Aktien – 10.05.23
Die Bilanz des 1. Quartals 2023 kann sich sehen lassen: Trotz der Turbulenzen im März verzeichneten insbesondere die breiter gefassten Aktienmärkte in den Industrieländern Kursgewinne. Aus sektoraler Sicht zeigten IT-Aktien die stärkste Performance. Wachstumstitel profitierten vom sinkenden Zinsniveau und der Hoffnung auf ein vorzeitiges Ende des Zinserhöhungszyklus – allen voran bei der US-Notenbank Federal Reserve. Nach Einschätzung der Deutschen Bank bieten die Aktienmärkte in vielen Regionen auf Sicht von zwölf Monaten aber nur ein geringes Potenzial. Attraktive Renditen von festverzinslichen Anlagen dürften Bewertungsausweitungen insbesondere bei US-Aktien begrenzen. Außerdem könnte die geldpolitische Straffung in den Industriestaaten in den nächsten Monaten ihre volle Wirkung entfalten.
Eine Standortbestimmung liefert die beginnende Berichtssaison für das 1. Quartal 2023. Aufgrund des schwächeren Absatzes und höherer Produktionskosten hat die Analystengemeinde die Erwartungen an das Gewinnwachstum in den USA und Europa kontinuierlich nach unten korrigiert. Die Erosion der aggregierten Nettomargen gegenüber den Rekordwerten des letzten Jahres dürfte sich fortsetzen. Für den marktbreiten US-Leitindex S&P 500 werden derzeit ein mageres Umsatzplus von 1,8 Prozent und ein Gewinnrückgang um 6,8 Prozent gegenüber dem Vorjahr prognostiziert. Es wäre das zweite Quartal in Folge mit negativem Gewinnwachstum und gleichzeitig der stärkste Gewinnrückgang seit dem 2. Quartal 2020. Die stärkste Performance wird zyklischen Konsumgütern und Industriewerten zugetraut. Grundstoffe und Gesundheitswesen repräsentieren den unteren Rand der Erwartungen. Für das Gesamtjahr belaufen sich die Gewinnschätzungen im S&P 500 nun auf -0,6 Prozent.

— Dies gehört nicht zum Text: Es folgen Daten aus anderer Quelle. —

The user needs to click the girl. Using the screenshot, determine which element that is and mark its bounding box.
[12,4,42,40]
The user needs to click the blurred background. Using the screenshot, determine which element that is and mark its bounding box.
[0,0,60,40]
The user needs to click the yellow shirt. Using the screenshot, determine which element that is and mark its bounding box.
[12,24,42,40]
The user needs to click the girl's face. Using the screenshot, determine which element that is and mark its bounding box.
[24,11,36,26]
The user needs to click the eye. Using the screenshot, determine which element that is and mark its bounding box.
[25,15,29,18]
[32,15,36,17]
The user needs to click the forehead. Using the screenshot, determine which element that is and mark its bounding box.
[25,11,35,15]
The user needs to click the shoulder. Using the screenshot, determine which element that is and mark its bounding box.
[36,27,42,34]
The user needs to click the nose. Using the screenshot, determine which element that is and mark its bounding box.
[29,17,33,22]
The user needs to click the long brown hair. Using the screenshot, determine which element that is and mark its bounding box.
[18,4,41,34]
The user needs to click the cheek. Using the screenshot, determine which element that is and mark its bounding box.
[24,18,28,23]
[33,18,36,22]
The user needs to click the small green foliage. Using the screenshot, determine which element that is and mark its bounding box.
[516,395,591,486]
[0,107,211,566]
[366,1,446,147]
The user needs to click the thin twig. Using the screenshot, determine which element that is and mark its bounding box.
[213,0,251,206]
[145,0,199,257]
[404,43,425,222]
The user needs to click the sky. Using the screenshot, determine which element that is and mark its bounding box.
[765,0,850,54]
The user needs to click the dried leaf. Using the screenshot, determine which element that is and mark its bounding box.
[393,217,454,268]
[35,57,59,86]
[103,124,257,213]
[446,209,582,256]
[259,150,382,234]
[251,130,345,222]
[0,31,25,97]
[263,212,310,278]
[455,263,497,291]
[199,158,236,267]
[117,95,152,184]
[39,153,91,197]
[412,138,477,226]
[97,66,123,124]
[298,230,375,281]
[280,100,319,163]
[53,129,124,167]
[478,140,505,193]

Etwas besser könnte es in Europa für den STOXX Europe 600 laufen: bei leicht steigenden Umsätzen (+1,7 Prozent) ein marginaler Rückgang der Gewinne gegenüber dem Vorjahr (-2,5 Prozent). Die Sektoren Finanzwerte und IT könnten das stärkste Gewinnwachstum verzeichnen, Grundstoffe und zyklische Konsumgüter das schwächste. Über alle vier Quartale trauen die Analysten den europäischen Unternehmen ein aggregiertes EPS-Plus von 1,0 Prozent zu.
Nachdem 2022 Substanzwerte (Value) sowohl in den USA als auch in Europa deutlich besser abgeschnitten haben als Wachstumstitel (Growth), hat sich das Blatt inzwischen gewendet. Insbesondere der Rückgang der Anleiherenditen spielt Wachstumstiteln in die Karten. Dagegen schneiden Substanzwerte in Zeiten steigender Renditen wie 2022 in der Regel besser ab. So weisen in Europa Value-Sektoren wie Banken, Versicherungen, Energie und Automobile die höchste positive Korrelation mit den Renditen der 10-jährigen US-Staatsanleihen auf. Eine weitere Stabilisierung des Finanzmarktes könnte zwar zu einem erneuten Renditeanstieg führen und Value-Aktien etwas unterstützen – aber kaum in einem vergleichbaren Ausmaß wie 2022.
Auf der anderen Seite sind Substanzaktien vergleichsweise interessant bewertet und werden weiterhin mit einem Abschlag zu Growth gehandelt. Angesichts des unklaren Makroszenarios könnte sich für Anleger die sogenannte Hantelstrategie (Barbell Strategy) anbieten: Value auf der einen, Growth auf der anderen Seite der Hantel. Interessant dürften weiterhin europäische Banken (Value) sein, deren Risikoabschläge gegenüber dem breiten Markt übertrieben erscheinen. Für Kommunikationsdienstleister (Growth) spricht, dass der Sektor Wachstumsmerkmale mit defensiven Qualitäten (z. B. Dividenden) verbindet. Das gilt auch für Bereiche des Gesundheitswesens und der Technologiebranche.